City Council Charter Panel Proposes Independent Lease Review After Adams Scandal

The charter review commission convened by the City Council will recommend tightened oversight of city government leases, following reports that an appointee of Mayor Eric Adams steered a lease to the billionaire owner of a Wall Street office building who’d donated generously to the mayor’s legal defense fund.

The commission is set to release its preliminary recommendations for a wide variety of reforms to the city charter on Friday. In December the Council set up a charter review board, known as the Commission to Strengthen Local Democracy, in response to Adams creating his own commission, which has recommended changes to the charter that would curb the Council’s powers over development.

The process by which city government spends billions of dollars contracting with private landlords to lease office space for city agencies came into question late last year after THE CITY reported on the selection of an office tower at 14 Wall St. as the new headquarters for the city Department for the Aging, an agency that currently occupies a city-owned building.

That lease deal was supervised by Jesse Hamilton, an official at the Department of Citywide Administrative Services (DCAS) who is a pal of the mayor’s, while the tower is owned by Alexander Rovt, a billionaire who months earlier raised $15,000 for the mayor’s legal defense fund. Politico reported that Hamilton personally intervened to cut off a pending lease for the aging agency and instead steer the deal to Rovt.

At a subsequent Council oversight hearing led by Councilmember Lincoln Restler (D-Brooklyn), Hamilton was a no-show but DCAS officials conceded that they’d initially picked another site at 250 Broadway and made a “best and final offer” before Hamilton interceded and the negotiations switched to 14 Wall St.

The city Department of Investigation (DOI) subsequently launched a probe that is still ongoing.

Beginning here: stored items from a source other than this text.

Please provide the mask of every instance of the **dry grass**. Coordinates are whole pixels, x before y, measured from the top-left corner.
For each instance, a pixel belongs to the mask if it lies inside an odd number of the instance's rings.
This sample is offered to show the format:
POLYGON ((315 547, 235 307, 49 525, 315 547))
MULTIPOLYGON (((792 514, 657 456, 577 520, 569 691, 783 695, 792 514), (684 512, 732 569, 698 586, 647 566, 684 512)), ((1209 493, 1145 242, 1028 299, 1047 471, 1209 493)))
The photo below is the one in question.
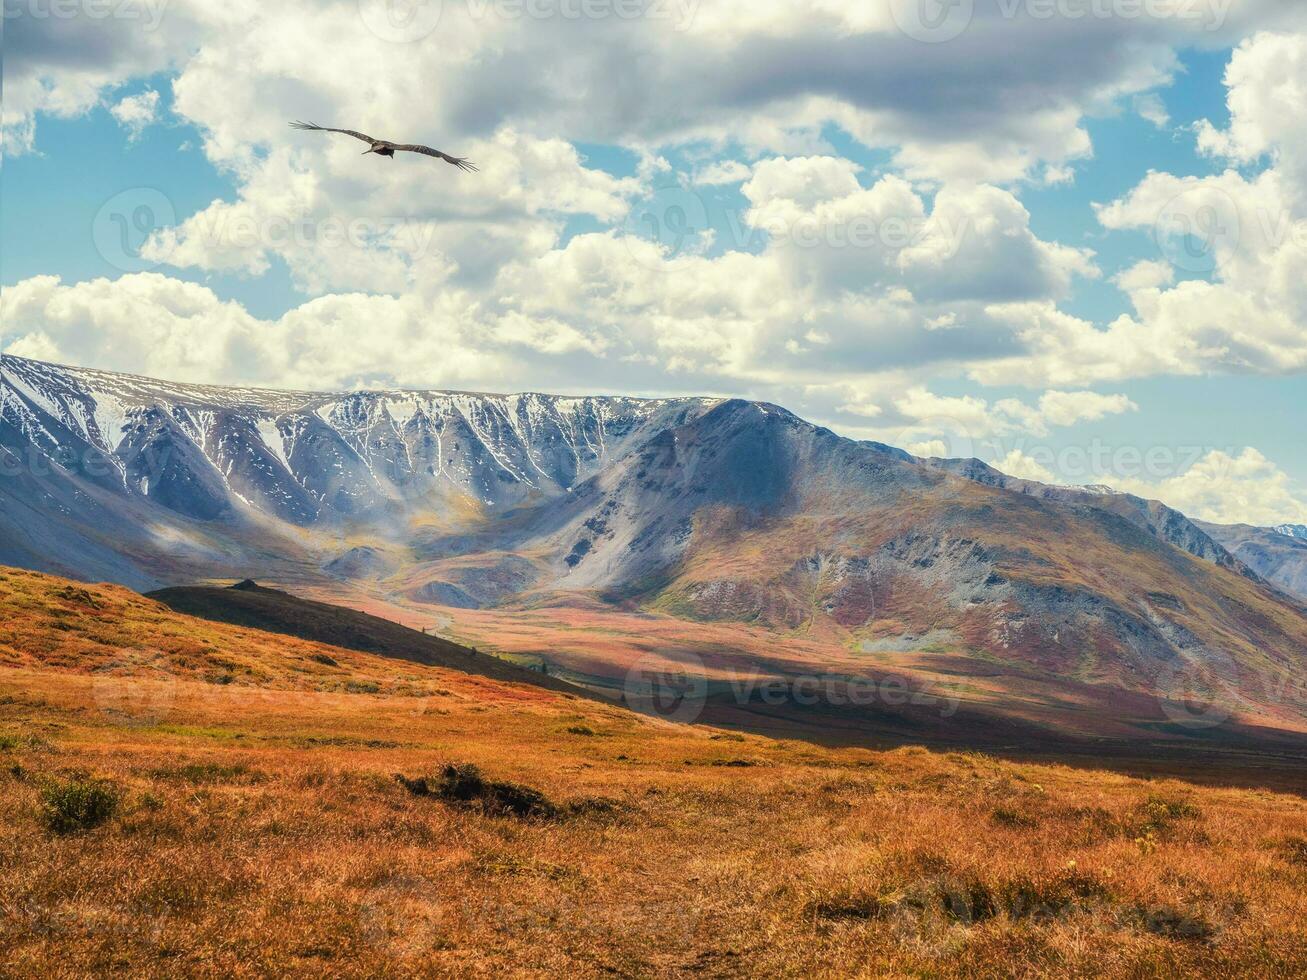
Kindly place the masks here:
POLYGON ((722 737, 0 575, 6 974, 1307 972, 1297 797, 722 737), (117 805, 56 832, 71 784, 117 805))

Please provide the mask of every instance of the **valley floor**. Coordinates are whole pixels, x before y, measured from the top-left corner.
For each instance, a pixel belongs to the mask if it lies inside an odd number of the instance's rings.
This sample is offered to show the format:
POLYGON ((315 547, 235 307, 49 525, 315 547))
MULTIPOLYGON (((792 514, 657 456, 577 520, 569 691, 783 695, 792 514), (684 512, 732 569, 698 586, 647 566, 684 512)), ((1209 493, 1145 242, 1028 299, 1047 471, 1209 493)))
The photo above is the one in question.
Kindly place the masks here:
POLYGON ((5 975, 1307 973, 1298 796, 675 726, 0 571, 5 975))

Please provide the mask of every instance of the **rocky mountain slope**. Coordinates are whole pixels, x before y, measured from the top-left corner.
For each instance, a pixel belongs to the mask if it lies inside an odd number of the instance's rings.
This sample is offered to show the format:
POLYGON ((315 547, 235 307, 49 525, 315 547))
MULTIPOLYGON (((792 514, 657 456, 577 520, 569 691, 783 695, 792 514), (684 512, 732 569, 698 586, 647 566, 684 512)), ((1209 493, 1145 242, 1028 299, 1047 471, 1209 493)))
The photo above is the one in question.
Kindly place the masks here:
POLYGON ((1290 524, 1278 528, 1247 524, 1200 526, 1266 581, 1307 600, 1307 528, 1290 524))
MULTIPOLYGON (((739 400, 2 367, 0 563, 136 587, 253 576, 440 610, 470 642, 516 630, 516 652, 571 650, 588 677, 620 676, 617 648, 579 652, 576 627, 527 636, 531 610, 584 609, 613 634, 619 613, 718 624, 726 642, 685 641, 710 663, 748 649, 790 670, 800 647, 809 669, 983 663, 1008 693, 1166 695, 1197 677, 1252 716, 1307 718, 1278 682, 1301 673, 1307 613, 1155 502, 919 460, 739 400)), ((645 631, 628 630, 632 648, 645 631)))

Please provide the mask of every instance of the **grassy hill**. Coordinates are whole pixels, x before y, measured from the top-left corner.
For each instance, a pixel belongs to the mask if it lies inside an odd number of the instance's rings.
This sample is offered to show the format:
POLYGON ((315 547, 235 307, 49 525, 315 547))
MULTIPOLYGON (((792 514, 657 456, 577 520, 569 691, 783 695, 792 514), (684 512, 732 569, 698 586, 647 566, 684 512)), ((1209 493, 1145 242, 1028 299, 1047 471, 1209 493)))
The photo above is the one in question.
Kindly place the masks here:
POLYGON ((378 616, 314 602, 268 589, 246 580, 229 588, 191 586, 160 589, 146 598, 161 602, 174 612, 200 619, 247 626, 303 640, 377 653, 384 657, 411 660, 434 667, 448 667, 519 684, 533 684, 573 694, 580 688, 527 670, 439 636, 409 629, 378 616))
POLYGON ((13 975, 1307 970, 1297 796, 675 726, 10 569, 0 762, 13 975))

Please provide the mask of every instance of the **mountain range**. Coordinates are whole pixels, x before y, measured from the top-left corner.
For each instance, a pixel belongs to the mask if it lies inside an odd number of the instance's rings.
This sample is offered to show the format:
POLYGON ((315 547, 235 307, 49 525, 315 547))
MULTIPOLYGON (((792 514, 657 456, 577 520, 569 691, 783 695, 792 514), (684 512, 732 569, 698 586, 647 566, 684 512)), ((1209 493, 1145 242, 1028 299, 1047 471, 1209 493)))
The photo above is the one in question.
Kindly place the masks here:
POLYGON ((1284 529, 738 399, 0 370, 0 563, 254 577, 600 685, 650 660, 893 673, 1050 731, 1188 736, 1218 695, 1222 722, 1307 728, 1307 540, 1284 529))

The current City Charter assigns the City Planning Commission to do initial review and approval of leases, with the City Council ultimately having the power to intervene.

The charter commission now proposes to assign lease reviews to the city comptroller, an elected fiscal watchdog independent of City Hall.

The reform language would require the city agency arranging the lease — most often DCAS — to provide details on the cost benefits of proposed leases and provide a list of alternative sites that were considered.

On Thursday Restler praised the Council’s proposed charter changes, stating, “It’s clear that we need more rigorous and independent oversight of lease agreements involving the city of New York. These are very substantial financial transactions and we need to ensure that taxpayer money is being spent in optimal ways.”

He noted the investigation of Hamilton’s role in the proposed 14 Wall St. lease, stating, “There have been too many instances in the Adams administration of shady dealings. This proposal would help ensure that lease transactions are above board.”

The proposed lease remains on hold. The 14 Wall St. dealings all happened behind closed doors because the process by which the city chooses which landlords win lucrative leases is handled privately. 

“This is our attempt to place the responsibility in the appropriate office and also making sure that office has the appropriate information,” said Danielle Castaldi-Micca, executive director of the council’s commission. “We think the comptroller’s office may be a more appropriate place to review what are essentially contracts.”

She did not directly link the proposed change to the 14 Wall St. affair, but noted, “I’ve been in government a long time, our commissioners have been in government or government adjacent for a long time. Sometimes there are illustrative examples.”

The recommended reforms to be released Friday are preliminary. A series of public hearings starting June 16 and ending July 1 will then take place, followed by a final report later this summer. 

The Council could get this proposed reform on the November ballot, but if not, it will likely be put before voters next year — after the mayoral election.